Fenton, asked about potential trades, said he likes “to think outside the box,” and likes those on his staff to do the same.
“I think looking at the moves that we made (in Nashville) we made hockey trades … and a lot of times in this new salary cap world that we have teams aren’t able to do that,” Fenton said. “We had a creative set of people that looked at the situation and tried to evaluate it and make the right call. I’ll look at small trades. I’ll look at big trades. Whatever is going to improve this organization going forward to give us a chance to win the Stanley Cup, we’re going to look (at).”

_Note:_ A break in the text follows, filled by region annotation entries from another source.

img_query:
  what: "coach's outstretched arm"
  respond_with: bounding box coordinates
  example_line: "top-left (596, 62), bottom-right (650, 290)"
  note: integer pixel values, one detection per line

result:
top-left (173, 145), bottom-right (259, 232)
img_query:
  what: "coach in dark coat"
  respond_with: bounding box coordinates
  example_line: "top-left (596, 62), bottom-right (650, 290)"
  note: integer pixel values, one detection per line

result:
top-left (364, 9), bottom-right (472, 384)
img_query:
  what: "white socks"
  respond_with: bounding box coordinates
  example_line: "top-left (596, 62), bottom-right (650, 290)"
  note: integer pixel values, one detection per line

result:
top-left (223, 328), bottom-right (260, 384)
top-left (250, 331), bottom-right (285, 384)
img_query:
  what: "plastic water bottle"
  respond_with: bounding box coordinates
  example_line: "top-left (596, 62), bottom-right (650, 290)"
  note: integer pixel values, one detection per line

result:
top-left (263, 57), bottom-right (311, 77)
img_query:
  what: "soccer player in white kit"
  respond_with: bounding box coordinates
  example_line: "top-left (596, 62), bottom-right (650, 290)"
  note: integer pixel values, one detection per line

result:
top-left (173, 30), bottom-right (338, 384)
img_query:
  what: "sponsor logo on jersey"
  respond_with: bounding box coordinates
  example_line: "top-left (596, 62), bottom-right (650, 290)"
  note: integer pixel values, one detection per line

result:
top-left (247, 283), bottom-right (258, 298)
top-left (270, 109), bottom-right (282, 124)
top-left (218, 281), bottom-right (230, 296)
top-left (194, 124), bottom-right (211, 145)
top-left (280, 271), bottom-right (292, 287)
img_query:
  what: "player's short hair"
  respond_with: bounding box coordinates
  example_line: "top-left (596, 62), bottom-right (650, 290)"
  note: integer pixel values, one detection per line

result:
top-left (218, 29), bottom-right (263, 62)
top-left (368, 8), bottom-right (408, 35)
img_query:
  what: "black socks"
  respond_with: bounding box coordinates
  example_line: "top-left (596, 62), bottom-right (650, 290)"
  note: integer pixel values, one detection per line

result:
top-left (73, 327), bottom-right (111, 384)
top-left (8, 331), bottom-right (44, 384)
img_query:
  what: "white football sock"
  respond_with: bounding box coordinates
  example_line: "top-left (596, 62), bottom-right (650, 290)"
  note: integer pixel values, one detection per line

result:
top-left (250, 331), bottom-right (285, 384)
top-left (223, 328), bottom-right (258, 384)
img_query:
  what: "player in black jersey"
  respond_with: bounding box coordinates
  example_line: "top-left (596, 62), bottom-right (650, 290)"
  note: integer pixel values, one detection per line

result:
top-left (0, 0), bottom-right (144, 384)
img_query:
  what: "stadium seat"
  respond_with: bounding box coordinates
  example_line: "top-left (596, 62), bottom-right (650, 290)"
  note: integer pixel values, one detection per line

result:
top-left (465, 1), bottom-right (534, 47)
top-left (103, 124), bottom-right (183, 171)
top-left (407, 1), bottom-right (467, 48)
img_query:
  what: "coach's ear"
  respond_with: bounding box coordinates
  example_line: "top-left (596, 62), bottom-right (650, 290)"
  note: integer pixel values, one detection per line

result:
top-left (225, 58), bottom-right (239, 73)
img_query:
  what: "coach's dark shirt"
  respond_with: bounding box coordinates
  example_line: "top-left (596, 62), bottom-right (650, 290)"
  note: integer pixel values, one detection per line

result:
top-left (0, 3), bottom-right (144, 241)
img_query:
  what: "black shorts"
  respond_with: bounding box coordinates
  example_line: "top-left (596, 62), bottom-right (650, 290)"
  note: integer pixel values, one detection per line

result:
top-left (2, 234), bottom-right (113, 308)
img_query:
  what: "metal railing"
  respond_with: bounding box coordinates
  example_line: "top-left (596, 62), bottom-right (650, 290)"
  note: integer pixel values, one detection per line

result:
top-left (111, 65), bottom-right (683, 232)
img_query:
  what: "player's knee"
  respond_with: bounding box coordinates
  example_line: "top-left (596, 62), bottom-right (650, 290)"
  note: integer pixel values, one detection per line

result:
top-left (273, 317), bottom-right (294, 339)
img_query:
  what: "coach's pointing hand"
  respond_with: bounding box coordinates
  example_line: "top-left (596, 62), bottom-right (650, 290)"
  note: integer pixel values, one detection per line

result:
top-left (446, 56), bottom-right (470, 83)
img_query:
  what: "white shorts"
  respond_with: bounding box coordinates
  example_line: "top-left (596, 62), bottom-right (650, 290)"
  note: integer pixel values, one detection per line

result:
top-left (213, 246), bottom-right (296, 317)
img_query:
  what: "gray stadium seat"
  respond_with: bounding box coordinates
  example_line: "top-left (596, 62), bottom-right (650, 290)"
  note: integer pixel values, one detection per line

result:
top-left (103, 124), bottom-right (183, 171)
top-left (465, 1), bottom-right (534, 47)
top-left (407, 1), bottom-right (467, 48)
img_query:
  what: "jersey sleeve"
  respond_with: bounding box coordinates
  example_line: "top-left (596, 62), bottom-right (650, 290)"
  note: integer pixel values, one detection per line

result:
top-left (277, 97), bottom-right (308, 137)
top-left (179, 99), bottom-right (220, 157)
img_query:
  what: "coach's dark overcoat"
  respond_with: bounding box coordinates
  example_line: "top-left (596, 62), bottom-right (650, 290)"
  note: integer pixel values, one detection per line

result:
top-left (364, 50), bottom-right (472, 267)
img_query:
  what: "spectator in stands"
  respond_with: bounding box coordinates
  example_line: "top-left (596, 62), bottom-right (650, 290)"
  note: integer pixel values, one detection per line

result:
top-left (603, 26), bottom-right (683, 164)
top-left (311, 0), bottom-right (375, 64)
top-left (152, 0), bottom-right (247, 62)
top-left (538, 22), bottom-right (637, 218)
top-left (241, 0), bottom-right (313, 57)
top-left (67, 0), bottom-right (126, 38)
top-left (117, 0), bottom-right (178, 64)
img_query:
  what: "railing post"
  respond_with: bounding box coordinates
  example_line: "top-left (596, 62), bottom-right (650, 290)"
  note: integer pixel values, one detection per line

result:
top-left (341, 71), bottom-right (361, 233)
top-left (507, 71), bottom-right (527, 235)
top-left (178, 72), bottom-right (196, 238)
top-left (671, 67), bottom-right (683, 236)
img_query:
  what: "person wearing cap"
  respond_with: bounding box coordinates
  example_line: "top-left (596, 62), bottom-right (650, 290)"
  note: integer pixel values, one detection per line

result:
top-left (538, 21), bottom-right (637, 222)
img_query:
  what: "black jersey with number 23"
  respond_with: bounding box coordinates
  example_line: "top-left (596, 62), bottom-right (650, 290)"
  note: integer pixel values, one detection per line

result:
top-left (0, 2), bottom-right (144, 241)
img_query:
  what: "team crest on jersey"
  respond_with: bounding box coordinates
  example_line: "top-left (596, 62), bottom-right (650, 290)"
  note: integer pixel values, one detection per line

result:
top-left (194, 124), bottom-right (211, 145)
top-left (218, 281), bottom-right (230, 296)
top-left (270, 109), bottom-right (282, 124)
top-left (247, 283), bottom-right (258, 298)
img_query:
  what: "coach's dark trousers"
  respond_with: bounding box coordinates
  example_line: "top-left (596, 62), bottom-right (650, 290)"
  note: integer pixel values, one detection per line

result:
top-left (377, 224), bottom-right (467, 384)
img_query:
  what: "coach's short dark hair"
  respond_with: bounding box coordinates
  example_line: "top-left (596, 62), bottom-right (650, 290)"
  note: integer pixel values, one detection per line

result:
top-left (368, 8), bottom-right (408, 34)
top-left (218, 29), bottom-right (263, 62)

Predators general manager David Poile, with assistance from Fenton, made some bold “hockey trades” to improve the franchise. This included the blockbuster deal that sent defenseman Shea Weber to the Montreal Canadiens for defenseman P.K. Subban on June 29, 2016. This might have been a one-for-one trade but it was far from a tweak to the Predators roster. Subban has been a force on the Predators’ blue line since his arrival.

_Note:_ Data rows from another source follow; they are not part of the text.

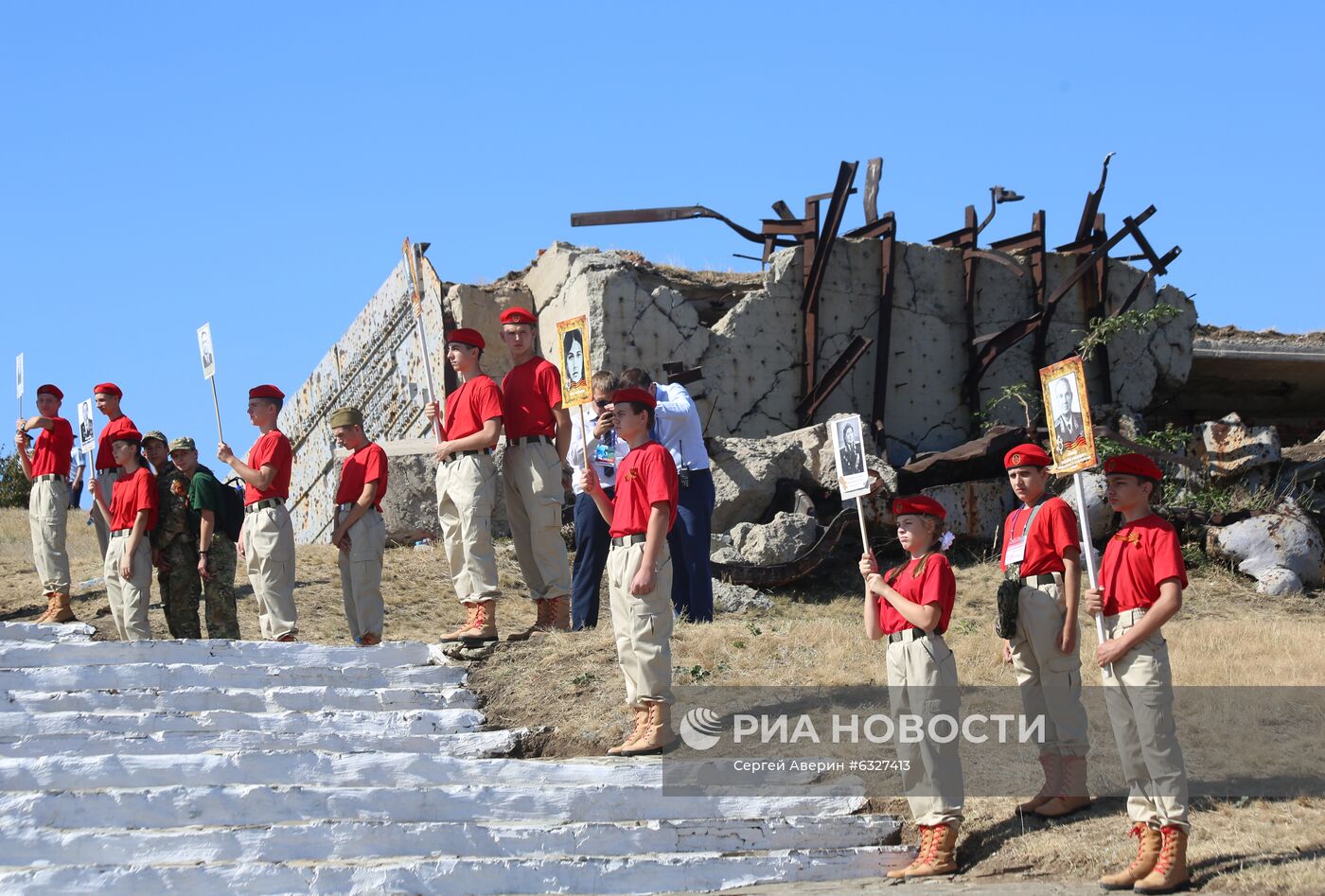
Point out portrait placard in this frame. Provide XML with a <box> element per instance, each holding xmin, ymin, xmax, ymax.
<box><xmin>556</xmin><ymin>314</ymin><xmax>593</xmax><ymax>408</ymax></box>
<box><xmin>1040</xmin><ymin>357</ymin><xmax>1099</xmax><ymax>475</ymax></box>
<box><xmin>829</xmin><ymin>413</ymin><xmax>869</xmax><ymax>501</ymax></box>
<box><xmin>198</xmin><ymin>322</ymin><xmax>216</xmax><ymax>379</ymax></box>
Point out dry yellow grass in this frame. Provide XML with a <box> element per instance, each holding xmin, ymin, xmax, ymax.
<box><xmin>0</xmin><ymin>510</ymin><xmax>1325</xmax><ymax>893</ymax></box>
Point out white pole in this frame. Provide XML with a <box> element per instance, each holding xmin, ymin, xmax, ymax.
<box><xmin>1072</xmin><ymin>470</ymin><xmax>1113</xmax><ymax>678</ymax></box>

At the trade deadline of the lockout shortened 2012-13 season, the Predators somehow got Washington to send them top forward prospect Filip Forsberg for a two-player package that included veteran winger Martin Erat, who had spent 10-plus seasons with Nashville. That trade now has a “Brock for Broglio” feel to it. There have been other Nashville deals that were far more than tweaks, including the January 2016 trade that sent young defenseman Seth Jones to Columbus in for center Ryan Johansen.
This season the Predators got involved in a three-team deal with Central Division rival Colorado and Ottawa, acquiring center Kyle Turris from the Senators in November and then signing him to a three-year, $36 million contract that will begin next season.

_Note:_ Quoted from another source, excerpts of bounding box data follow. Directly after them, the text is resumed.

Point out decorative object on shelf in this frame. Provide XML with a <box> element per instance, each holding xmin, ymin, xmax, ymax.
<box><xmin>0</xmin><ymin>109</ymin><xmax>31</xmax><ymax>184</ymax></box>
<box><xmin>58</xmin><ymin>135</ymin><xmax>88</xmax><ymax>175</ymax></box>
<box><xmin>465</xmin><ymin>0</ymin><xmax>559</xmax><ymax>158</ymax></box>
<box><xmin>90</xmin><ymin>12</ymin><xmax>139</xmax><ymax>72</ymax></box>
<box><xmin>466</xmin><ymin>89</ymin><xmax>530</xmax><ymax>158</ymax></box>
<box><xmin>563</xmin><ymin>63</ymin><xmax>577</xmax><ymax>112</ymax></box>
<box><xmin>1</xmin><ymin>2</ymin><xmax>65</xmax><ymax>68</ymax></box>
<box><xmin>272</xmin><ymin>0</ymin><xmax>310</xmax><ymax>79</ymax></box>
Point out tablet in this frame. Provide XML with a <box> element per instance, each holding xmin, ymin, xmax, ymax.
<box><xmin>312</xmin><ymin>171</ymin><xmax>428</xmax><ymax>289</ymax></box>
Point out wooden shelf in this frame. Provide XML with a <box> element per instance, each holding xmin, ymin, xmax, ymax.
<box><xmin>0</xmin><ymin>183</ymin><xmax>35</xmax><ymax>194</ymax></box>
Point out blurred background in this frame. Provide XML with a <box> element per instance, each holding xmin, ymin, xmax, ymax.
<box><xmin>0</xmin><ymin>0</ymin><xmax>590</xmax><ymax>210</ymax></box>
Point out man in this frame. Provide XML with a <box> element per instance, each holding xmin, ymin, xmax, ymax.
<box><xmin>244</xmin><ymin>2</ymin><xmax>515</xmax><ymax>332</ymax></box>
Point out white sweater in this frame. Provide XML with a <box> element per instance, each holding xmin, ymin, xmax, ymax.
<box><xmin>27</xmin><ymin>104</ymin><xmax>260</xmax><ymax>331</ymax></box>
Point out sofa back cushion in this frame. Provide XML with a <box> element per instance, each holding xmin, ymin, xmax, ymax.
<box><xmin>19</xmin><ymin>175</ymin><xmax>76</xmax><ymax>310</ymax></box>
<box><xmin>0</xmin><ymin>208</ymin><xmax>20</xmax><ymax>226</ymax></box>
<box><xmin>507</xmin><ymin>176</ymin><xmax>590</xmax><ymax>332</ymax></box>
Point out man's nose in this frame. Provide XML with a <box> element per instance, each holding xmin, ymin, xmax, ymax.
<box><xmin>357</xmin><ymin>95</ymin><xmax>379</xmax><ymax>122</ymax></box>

“We have to look at the pieces and go from there,” Fenton said when asked about bringing the Predators’ formula to Minnesota. “I love when people try to say ‘You need this,’ or ‘You need that.’ It isn’t as easy as it seems. There’s a lot of manipulating, a lot of analysis, a lot of things that have to happen correctly. The Subban for Weber trade was a vision. It started with a thought and then we went in that direction. Same with Seth Jones for Ryan Johansen. Teams need strength from their goaltending to their defense and down the middle. What is the formula? Do you need one? Do you need two? Do you need three?”
That will be up to Fenton.
What’s clear is he learned from a GM in Poile who wasn’t afraid to make a bold move even when that might not have been considered the safest thing to do.
Don’t be surprised if Jason Zucker, Charlie Coyle, Nino Niederreiter, Mikael Granlund and even 42-goal scorer Eric Staal (he’s 33 and entering the final season of his contract) are shopped by the Wild. Much like the Twins hired Derek Falvey and told him to replicate what had been done by the Cleveland Indians to get to the top of the American League Central, Leipold wants Fenton to copy the Predators’ successful formula.
“The thing that was most attractive is Craig has given this organization the opportunity to be a salary cap team right from the very beginning,” Fenton said. “There is no floor here. We have the opportunity to put pieces in place and not have to worry about it. He’s been a phenomenal owner and given them the opportunity to have a chance to win. The roster has some star players and some young players that are growing and getting better. And I see it as an opportunity for us to grow together.”
That growth might involve some major tweaks that neither Leipold or Fenton wanted to discuss on Tuesday.